Neither Saddam Hussein nor Muamar Gadhafi were able to protect their countries or themselves by agreeing to end their nuclear programs, and so Kim saw that the only way to secure his leadership in North Korea was to flex his nuclear muscles. And it worked. So, in order to denuclearize, Kim will need something else to guarantee his security. The question is where will he find it? With a United States that just abrogated its nuclear agreement with Iran? Or will Korea look to Russia or China?

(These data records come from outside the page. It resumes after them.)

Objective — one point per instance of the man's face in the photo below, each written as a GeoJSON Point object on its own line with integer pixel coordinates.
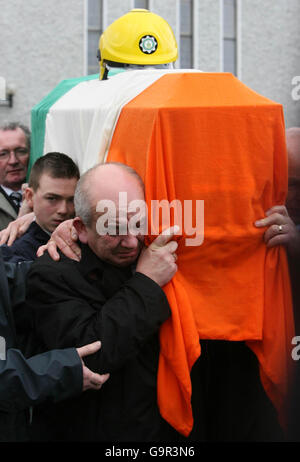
{"type": "Point", "coordinates": [14, 156]}
{"type": "Point", "coordinates": [119, 250]}
{"type": "Point", "coordinates": [53, 201]}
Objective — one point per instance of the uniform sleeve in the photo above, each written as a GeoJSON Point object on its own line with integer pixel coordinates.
{"type": "Point", "coordinates": [62, 318]}
{"type": "Point", "coordinates": [54, 376]}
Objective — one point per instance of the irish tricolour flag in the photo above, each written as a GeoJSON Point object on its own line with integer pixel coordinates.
{"type": "Point", "coordinates": [194, 136]}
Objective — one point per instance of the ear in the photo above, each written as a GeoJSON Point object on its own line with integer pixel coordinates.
{"type": "Point", "coordinates": [29, 193]}
{"type": "Point", "coordinates": [81, 230]}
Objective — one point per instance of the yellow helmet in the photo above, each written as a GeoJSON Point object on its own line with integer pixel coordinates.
{"type": "Point", "coordinates": [138, 38]}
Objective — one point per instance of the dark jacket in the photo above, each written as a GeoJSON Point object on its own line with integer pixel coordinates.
{"type": "Point", "coordinates": [23, 383]}
{"type": "Point", "coordinates": [25, 248]}
{"type": "Point", "coordinates": [8, 210]}
{"type": "Point", "coordinates": [73, 303]}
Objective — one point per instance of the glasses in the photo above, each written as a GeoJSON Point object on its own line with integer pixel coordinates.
{"type": "Point", "coordinates": [18, 152]}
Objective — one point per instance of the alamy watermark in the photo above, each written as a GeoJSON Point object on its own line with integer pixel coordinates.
{"type": "Point", "coordinates": [2, 348]}
{"type": "Point", "coordinates": [136, 218]}
{"type": "Point", "coordinates": [296, 88]}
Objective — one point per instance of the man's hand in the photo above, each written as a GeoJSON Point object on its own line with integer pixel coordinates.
{"type": "Point", "coordinates": [25, 208]}
{"type": "Point", "coordinates": [158, 260]}
{"type": "Point", "coordinates": [65, 238]}
{"type": "Point", "coordinates": [91, 380]}
{"type": "Point", "coordinates": [16, 229]}
{"type": "Point", "coordinates": [281, 229]}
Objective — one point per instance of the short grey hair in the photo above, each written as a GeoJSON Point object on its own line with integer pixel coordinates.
{"type": "Point", "coordinates": [11, 126]}
{"type": "Point", "coordinates": [82, 202]}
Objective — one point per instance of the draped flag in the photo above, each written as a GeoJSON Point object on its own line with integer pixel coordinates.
{"type": "Point", "coordinates": [192, 137]}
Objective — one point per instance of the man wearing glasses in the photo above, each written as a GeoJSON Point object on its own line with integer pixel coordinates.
{"type": "Point", "coordinates": [14, 157]}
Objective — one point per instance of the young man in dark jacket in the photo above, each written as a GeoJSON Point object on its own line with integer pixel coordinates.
{"type": "Point", "coordinates": [114, 293]}
{"type": "Point", "coordinates": [50, 194]}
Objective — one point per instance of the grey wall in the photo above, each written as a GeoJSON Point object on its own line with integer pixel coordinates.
{"type": "Point", "coordinates": [270, 53]}
{"type": "Point", "coordinates": [41, 43]}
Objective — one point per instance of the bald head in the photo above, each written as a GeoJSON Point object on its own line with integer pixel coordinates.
{"type": "Point", "coordinates": [104, 200]}
{"type": "Point", "coordinates": [293, 149]}
{"type": "Point", "coordinates": [105, 182]}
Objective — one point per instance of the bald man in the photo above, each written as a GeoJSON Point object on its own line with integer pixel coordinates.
{"type": "Point", "coordinates": [113, 293]}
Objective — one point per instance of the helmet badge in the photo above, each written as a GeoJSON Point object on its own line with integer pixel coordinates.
{"type": "Point", "coordinates": [148, 44]}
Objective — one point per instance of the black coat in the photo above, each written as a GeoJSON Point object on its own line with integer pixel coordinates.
{"type": "Point", "coordinates": [74, 303]}
{"type": "Point", "coordinates": [25, 248]}
{"type": "Point", "coordinates": [23, 383]}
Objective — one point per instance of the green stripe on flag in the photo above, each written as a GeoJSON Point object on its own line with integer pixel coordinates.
{"type": "Point", "coordinates": [39, 113]}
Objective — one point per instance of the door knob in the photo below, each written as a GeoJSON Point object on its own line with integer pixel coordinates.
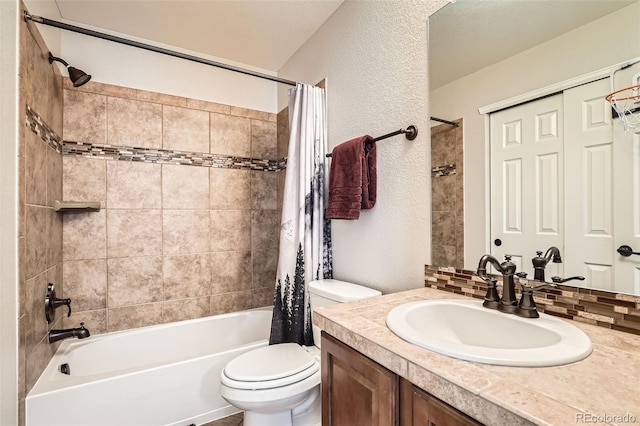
{"type": "Point", "coordinates": [626, 251]}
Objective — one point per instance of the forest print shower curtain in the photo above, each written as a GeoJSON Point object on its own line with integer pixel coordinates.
{"type": "Point", "coordinates": [305, 235]}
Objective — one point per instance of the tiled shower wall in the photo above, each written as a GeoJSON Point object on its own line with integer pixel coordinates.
{"type": "Point", "coordinates": [447, 196]}
{"type": "Point", "coordinates": [171, 242]}
{"type": "Point", "coordinates": [39, 227]}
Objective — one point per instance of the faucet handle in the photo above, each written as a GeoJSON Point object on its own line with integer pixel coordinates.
{"type": "Point", "coordinates": [559, 280]}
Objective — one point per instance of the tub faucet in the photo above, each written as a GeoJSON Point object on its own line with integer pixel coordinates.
{"type": "Point", "coordinates": [540, 262]}
{"type": "Point", "coordinates": [508, 302]}
{"type": "Point", "coordinates": [80, 333]}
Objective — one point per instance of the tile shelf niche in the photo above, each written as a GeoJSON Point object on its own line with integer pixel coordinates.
{"type": "Point", "coordinates": [76, 206]}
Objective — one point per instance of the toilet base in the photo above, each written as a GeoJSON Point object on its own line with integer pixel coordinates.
{"type": "Point", "coordinates": [307, 414]}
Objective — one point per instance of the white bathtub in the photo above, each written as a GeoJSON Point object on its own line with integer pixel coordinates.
{"type": "Point", "coordinates": [159, 375]}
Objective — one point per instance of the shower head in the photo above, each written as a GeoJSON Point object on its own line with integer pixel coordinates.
{"type": "Point", "coordinates": [77, 77]}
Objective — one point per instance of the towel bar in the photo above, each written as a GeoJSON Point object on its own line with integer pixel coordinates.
{"type": "Point", "coordinates": [410, 132]}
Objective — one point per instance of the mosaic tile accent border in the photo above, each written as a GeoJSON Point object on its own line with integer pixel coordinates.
{"type": "Point", "coordinates": [166, 156]}
{"type": "Point", "coordinates": [447, 170]}
{"type": "Point", "coordinates": [602, 308]}
{"type": "Point", "coordinates": [37, 125]}
{"type": "Point", "coordinates": [163, 156]}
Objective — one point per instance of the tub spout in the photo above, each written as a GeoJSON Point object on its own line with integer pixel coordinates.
{"type": "Point", "coordinates": [80, 333]}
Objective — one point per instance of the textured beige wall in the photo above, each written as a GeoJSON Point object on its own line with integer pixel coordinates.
{"type": "Point", "coordinates": [586, 49]}
{"type": "Point", "coordinates": [374, 56]}
{"type": "Point", "coordinates": [40, 228]}
{"type": "Point", "coordinates": [171, 242]}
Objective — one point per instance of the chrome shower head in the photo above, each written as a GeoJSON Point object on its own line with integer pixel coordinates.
{"type": "Point", "coordinates": [77, 77]}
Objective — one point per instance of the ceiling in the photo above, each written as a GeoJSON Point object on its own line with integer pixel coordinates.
{"type": "Point", "coordinates": [469, 35]}
{"type": "Point", "coordinates": [464, 36]}
{"type": "Point", "coordinates": [259, 33]}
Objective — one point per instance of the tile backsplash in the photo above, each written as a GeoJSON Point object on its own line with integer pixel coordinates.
{"type": "Point", "coordinates": [602, 308]}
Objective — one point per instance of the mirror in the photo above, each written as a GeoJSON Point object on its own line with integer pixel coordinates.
{"type": "Point", "coordinates": [485, 52]}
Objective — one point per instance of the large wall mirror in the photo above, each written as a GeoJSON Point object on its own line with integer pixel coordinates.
{"type": "Point", "coordinates": [488, 52]}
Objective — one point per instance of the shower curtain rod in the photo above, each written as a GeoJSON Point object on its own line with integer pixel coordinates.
{"type": "Point", "coordinates": [75, 29]}
{"type": "Point", "coordinates": [440, 120]}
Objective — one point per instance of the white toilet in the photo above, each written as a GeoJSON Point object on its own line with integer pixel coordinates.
{"type": "Point", "coordinates": [279, 385]}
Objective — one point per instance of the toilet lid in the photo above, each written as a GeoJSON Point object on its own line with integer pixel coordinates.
{"type": "Point", "coordinates": [269, 367]}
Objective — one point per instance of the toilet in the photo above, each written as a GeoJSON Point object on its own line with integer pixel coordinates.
{"type": "Point", "coordinates": [279, 385]}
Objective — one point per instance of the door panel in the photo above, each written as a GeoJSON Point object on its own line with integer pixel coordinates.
{"type": "Point", "coordinates": [526, 185]}
{"type": "Point", "coordinates": [589, 206]}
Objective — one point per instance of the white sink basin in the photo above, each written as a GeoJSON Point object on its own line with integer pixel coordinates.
{"type": "Point", "coordinates": [466, 330]}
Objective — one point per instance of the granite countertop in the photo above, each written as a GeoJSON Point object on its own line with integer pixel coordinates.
{"type": "Point", "coordinates": [600, 389]}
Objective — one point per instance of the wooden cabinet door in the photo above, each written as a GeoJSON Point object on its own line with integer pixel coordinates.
{"type": "Point", "coordinates": [422, 409]}
{"type": "Point", "coordinates": [356, 390]}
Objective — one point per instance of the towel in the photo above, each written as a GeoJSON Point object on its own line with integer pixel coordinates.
{"type": "Point", "coordinates": [352, 178]}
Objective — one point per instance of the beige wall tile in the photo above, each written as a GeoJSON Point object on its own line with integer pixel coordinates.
{"type": "Point", "coordinates": [230, 271]}
{"type": "Point", "coordinates": [264, 142]}
{"type": "Point", "coordinates": [95, 321]}
{"type": "Point", "coordinates": [36, 240]}
{"type": "Point", "coordinates": [134, 316]}
{"type": "Point", "coordinates": [54, 176]}
{"type": "Point", "coordinates": [134, 233]}
{"type": "Point", "coordinates": [252, 113]}
{"type": "Point", "coordinates": [34, 320]}
{"type": "Point", "coordinates": [265, 230]}
{"type": "Point", "coordinates": [264, 190]}
{"type": "Point", "coordinates": [84, 235]}
{"type": "Point", "coordinates": [179, 310]}
{"type": "Point", "coordinates": [84, 179]}
{"type": "Point", "coordinates": [35, 169]}
{"type": "Point", "coordinates": [185, 129]}
{"type": "Point", "coordinates": [230, 230]}
{"type": "Point", "coordinates": [134, 123]}
{"type": "Point", "coordinates": [185, 231]}
{"type": "Point", "coordinates": [230, 302]}
{"type": "Point", "coordinates": [186, 276]}
{"type": "Point", "coordinates": [185, 187]}
{"type": "Point", "coordinates": [265, 266]}
{"type": "Point", "coordinates": [229, 189]}
{"type": "Point", "coordinates": [134, 280]}
{"type": "Point", "coordinates": [230, 135]}
{"type": "Point", "coordinates": [85, 283]}
{"type": "Point", "coordinates": [133, 185]}
{"type": "Point", "coordinates": [85, 117]}
{"type": "Point", "coordinates": [54, 249]}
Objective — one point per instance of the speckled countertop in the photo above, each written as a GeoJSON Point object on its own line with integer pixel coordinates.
{"type": "Point", "coordinates": [604, 386]}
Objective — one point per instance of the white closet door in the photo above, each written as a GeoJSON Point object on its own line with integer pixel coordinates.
{"type": "Point", "coordinates": [626, 194]}
{"type": "Point", "coordinates": [589, 174]}
{"type": "Point", "coordinates": [526, 181]}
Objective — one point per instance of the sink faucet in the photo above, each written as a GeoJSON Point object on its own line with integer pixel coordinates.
{"type": "Point", "coordinates": [80, 333]}
{"type": "Point", "coordinates": [508, 302]}
{"type": "Point", "coordinates": [540, 262]}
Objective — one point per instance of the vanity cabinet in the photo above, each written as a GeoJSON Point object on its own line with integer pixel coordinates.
{"type": "Point", "coordinates": [359, 391]}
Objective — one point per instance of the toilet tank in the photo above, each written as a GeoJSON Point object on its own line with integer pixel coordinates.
{"type": "Point", "coordinates": [329, 292]}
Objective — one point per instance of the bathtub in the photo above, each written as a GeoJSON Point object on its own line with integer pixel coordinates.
{"type": "Point", "coordinates": [159, 375]}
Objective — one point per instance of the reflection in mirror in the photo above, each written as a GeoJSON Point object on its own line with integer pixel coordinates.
{"type": "Point", "coordinates": [482, 53]}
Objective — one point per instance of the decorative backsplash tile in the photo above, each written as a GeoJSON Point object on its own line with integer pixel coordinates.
{"type": "Point", "coordinates": [147, 155]}
{"type": "Point", "coordinates": [166, 156]}
{"type": "Point", "coordinates": [602, 308]}
{"type": "Point", "coordinates": [38, 126]}
{"type": "Point", "coordinates": [447, 170]}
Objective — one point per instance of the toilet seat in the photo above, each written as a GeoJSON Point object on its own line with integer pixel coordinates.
{"type": "Point", "coordinates": [270, 367]}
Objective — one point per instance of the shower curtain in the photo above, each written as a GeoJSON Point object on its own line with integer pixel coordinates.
{"type": "Point", "coordinates": [305, 235]}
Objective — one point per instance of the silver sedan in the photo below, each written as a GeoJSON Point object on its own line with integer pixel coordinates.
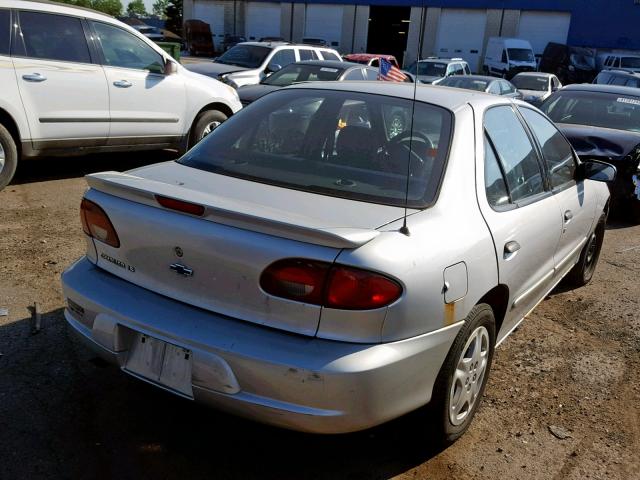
{"type": "Point", "coordinates": [313, 265]}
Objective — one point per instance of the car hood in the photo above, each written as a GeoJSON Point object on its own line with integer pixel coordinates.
{"type": "Point", "coordinates": [249, 93]}
{"type": "Point", "coordinates": [213, 69]}
{"type": "Point", "coordinates": [591, 141]}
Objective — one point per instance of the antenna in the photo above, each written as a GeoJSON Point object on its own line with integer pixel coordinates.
{"type": "Point", "coordinates": [404, 229]}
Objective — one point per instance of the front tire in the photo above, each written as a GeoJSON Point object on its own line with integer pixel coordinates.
{"type": "Point", "coordinates": [8, 157]}
{"type": "Point", "coordinates": [462, 379]}
{"type": "Point", "coordinates": [583, 271]}
{"type": "Point", "coordinates": [205, 123]}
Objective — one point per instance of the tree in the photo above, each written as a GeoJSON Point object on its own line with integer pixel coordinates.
{"type": "Point", "coordinates": [136, 8]}
{"type": "Point", "coordinates": [174, 16]}
{"type": "Point", "coordinates": [159, 8]}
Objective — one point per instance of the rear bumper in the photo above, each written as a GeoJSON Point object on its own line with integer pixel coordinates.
{"type": "Point", "coordinates": [292, 381]}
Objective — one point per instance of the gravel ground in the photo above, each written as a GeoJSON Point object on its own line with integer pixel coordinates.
{"type": "Point", "coordinates": [563, 400]}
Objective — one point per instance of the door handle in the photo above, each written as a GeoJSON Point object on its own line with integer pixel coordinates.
{"type": "Point", "coordinates": [511, 247]}
{"type": "Point", "coordinates": [122, 84]}
{"type": "Point", "coordinates": [34, 77]}
{"type": "Point", "coordinates": [568, 215]}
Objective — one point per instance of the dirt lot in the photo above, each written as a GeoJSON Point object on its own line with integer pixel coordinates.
{"type": "Point", "coordinates": [572, 368]}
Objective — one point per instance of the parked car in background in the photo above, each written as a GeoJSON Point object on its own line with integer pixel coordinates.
{"type": "Point", "coordinates": [618, 77]}
{"type": "Point", "coordinates": [619, 61]}
{"type": "Point", "coordinates": [152, 33]}
{"type": "Point", "coordinates": [506, 57]}
{"type": "Point", "coordinates": [250, 62]}
{"type": "Point", "coordinates": [536, 87]}
{"type": "Point", "coordinates": [482, 83]}
{"type": "Point", "coordinates": [307, 71]}
{"type": "Point", "coordinates": [569, 64]}
{"type": "Point", "coordinates": [433, 69]}
{"type": "Point", "coordinates": [80, 81]}
{"type": "Point", "coordinates": [231, 41]}
{"type": "Point", "coordinates": [278, 274]}
{"type": "Point", "coordinates": [198, 38]}
{"type": "Point", "coordinates": [370, 59]}
{"type": "Point", "coordinates": [603, 122]}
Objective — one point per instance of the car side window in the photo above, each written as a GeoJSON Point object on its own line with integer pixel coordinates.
{"type": "Point", "coordinates": [283, 57]}
{"type": "Point", "coordinates": [53, 37]}
{"type": "Point", "coordinates": [515, 152]}
{"type": "Point", "coordinates": [355, 74]}
{"type": "Point", "coordinates": [5, 32]}
{"type": "Point", "coordinates": [556, 150]}
{"type": "Point", "coordinates": [494, 185]}
{"type": "Point", "coordinates": [122, 49]}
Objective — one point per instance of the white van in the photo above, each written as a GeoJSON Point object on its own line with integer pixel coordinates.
{"type": "Point", "coordinates": [506, 57]}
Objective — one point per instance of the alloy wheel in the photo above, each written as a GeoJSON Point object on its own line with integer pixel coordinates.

Thompson kept his eye on the long game and he saw that opening dialogue between leaders, and people in the form of cultural and scientific exchanges, could forestall the Soviet Union from moving away from its policy of “peaceful coexistence” and toward the more ideologically rigid and militant version being advocated by China at the time. Closing off dialog now could push America’s adversaries together, potentially creating a situation less hospitable to American interests and more combustible.
If war could be avoided over Berlin between two superpower adversaries with vast nuclear arsenals, then surely it's possible to lower tensions in Korea. The way to do it is to recognize the reality of the situation, keep talking, and let the two Koreas begin to normalize their relationship.
Jenny Thompson runs an English-language school in Estepona, Spain. Before she retired, Sherry Thompson was the director of a nonprofit foundation. The authors, daughters of Llewellyn E Thompson, spent eight years of their childhood in Moscow.